Mais les mêmes qui veulent évacuer le conflit de l’histoire sont ceux qui travestissent les mots nécessaires pour comprendre le monde. Christiane Taubira reproche à la gauche d’utiliser un vocabulaire qui édulcore les réalités qui devraient légitimement nous indigner. « D’avoir cédé sur l’humanisme dans le vocabulaire, analyse-t-elle, de ne plus s’en réclamer, ne plus s’en inspirer ni dans la parole politique ni dans les programmes électoraux ni dans les controverses doctrinales, ne fait que révéler qu’elle (la gauche) a renoncé à penser la vie sociale ou à percevoir le monde, en première et ultime instance, sur le fondement de notre commune humanité ». L’exemple des réfugiés est significatif de cette incapacité à penser une réalité tragique, et donc à trouver les gestes et les initiatives en fidélité aux valeurs de solidarité et d’accueil que la gauche devrait porter.

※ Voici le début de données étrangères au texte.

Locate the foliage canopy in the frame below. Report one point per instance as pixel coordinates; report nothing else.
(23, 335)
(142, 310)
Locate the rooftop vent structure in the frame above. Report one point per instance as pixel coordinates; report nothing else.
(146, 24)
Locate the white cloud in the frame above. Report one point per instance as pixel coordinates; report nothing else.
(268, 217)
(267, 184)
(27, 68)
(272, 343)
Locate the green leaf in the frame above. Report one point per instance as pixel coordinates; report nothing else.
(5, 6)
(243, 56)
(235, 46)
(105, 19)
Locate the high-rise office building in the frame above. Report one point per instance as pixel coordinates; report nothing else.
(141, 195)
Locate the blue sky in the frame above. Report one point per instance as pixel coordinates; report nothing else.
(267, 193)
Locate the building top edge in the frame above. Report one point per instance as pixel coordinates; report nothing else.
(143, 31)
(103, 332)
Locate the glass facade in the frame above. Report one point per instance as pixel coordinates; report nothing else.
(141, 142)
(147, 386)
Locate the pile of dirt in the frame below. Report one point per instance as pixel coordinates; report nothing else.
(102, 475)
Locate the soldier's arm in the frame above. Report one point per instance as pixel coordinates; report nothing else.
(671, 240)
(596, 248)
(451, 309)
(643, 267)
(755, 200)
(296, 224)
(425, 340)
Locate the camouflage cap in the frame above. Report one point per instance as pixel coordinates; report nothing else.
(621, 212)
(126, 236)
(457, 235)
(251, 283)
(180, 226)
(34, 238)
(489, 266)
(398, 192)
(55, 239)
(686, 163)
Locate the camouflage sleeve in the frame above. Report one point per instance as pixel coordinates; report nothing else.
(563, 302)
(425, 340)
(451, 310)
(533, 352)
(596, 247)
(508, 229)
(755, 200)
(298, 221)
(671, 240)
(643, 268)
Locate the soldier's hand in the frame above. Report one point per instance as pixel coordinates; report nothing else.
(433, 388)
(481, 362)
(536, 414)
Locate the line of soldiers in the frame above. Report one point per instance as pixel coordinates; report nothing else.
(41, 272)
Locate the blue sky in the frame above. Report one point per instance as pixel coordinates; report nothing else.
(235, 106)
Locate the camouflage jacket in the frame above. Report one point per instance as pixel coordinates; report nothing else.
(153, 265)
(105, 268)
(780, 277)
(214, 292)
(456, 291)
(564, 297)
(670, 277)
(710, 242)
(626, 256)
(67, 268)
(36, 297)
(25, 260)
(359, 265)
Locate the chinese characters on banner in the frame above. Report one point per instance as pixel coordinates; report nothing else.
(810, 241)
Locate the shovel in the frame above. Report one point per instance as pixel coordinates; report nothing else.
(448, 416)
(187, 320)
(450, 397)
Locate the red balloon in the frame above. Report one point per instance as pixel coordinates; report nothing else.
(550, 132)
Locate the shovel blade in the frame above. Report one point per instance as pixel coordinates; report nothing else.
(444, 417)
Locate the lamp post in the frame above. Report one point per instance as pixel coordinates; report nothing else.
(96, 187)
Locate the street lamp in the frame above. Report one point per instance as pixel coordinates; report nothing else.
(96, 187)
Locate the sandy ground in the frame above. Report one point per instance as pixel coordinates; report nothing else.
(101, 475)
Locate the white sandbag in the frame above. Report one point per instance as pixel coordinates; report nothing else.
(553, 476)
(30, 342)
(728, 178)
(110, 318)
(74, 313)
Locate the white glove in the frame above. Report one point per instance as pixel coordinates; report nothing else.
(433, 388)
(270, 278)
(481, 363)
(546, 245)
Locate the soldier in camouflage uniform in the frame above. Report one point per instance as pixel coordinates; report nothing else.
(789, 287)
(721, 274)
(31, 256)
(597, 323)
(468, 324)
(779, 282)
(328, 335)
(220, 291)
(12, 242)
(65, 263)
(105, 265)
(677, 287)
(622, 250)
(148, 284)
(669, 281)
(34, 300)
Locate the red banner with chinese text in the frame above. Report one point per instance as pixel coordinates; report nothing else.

Christiane Taubira s’indigne des accomodements de la gauche à l’injustice. Son cri est un appel à la conscience pour que conscience rime avec résilience, résistance, espérance. Loin des mensonges véhiculés par l’idéologie dominante, « il est temps de prétendre de nouveau ne pas s’accomoder d’un monde qui crache le mépris en même temps qu’il propage la misère, qui traite les injustices comme une variable de prospérité, fait de l’exclusion un quotient du progrès et du profit, de l’exploitation humaine un critère d’opportunité ». Les mots claquent comme des claques adressées à ceux qui ont renoncé à vouloir changer l’ordre dominant, c’est à dire à contester le désordre établi. « Il est temps de dire qu’il y a la possibilité d’une conscience du monde ». Cette conscience humaine est notre protection contre les dérives idéologiques, sémantiques et politiques qui nous entraînent insensiblement vers des situations dramatiques. Cette ainsi que Christiane Taubira affirme que gauche doit renouer avec sa véritable identité politique, en faisant de la justice sociale « la colonne vertébrale des politiques publiques », en reconsidérant la place des citoyens dans la démocratie, en faisant de la culture l’axiome de notre émancipation, en retissant des liens de solidarité internationale avec tous ceux qui souffrent et qui luttent, avec « tous les damnés de la terre ».

« Nous habitons la Terre ». Nous sommes donc rappelés à nos devoirs envers elle, envers ceux qui l’habitent. « Qui prendra en charge les causes qui languissent de nouvelles ardeurs ? « , s’interroge Christiane Taubira dans un vibrant plaidoyer pour l’action collective. « Ces causes et d’autres hurlent d’impatience. Elles nous convoquent au titre de la dignité humaine, inaliénable. Elles nous enjoignent de signer par l’action cette conviction simple et intemporelle : nous sommes égaux, et ce que font les hommes, ce sont les hommes qui le défont ». Voila un projet fédérateur et porteur de sens pour toutes celles et tous ceux qui ne se résignent pas à la fatalité de l’injustice, de la violence et de la guerre ! Christiane Taubira en est convaincue et signe sa conclusion d’une belle formule : « on ne peut vivre sans exaltation ». Car quiconque, en conscience, retrouve le sens de l’humanité partagée, sait qu’il n’aura de cesse d’agir en vérité pour que dans ce monde si défiguré subsiste une parcelle d’espérance.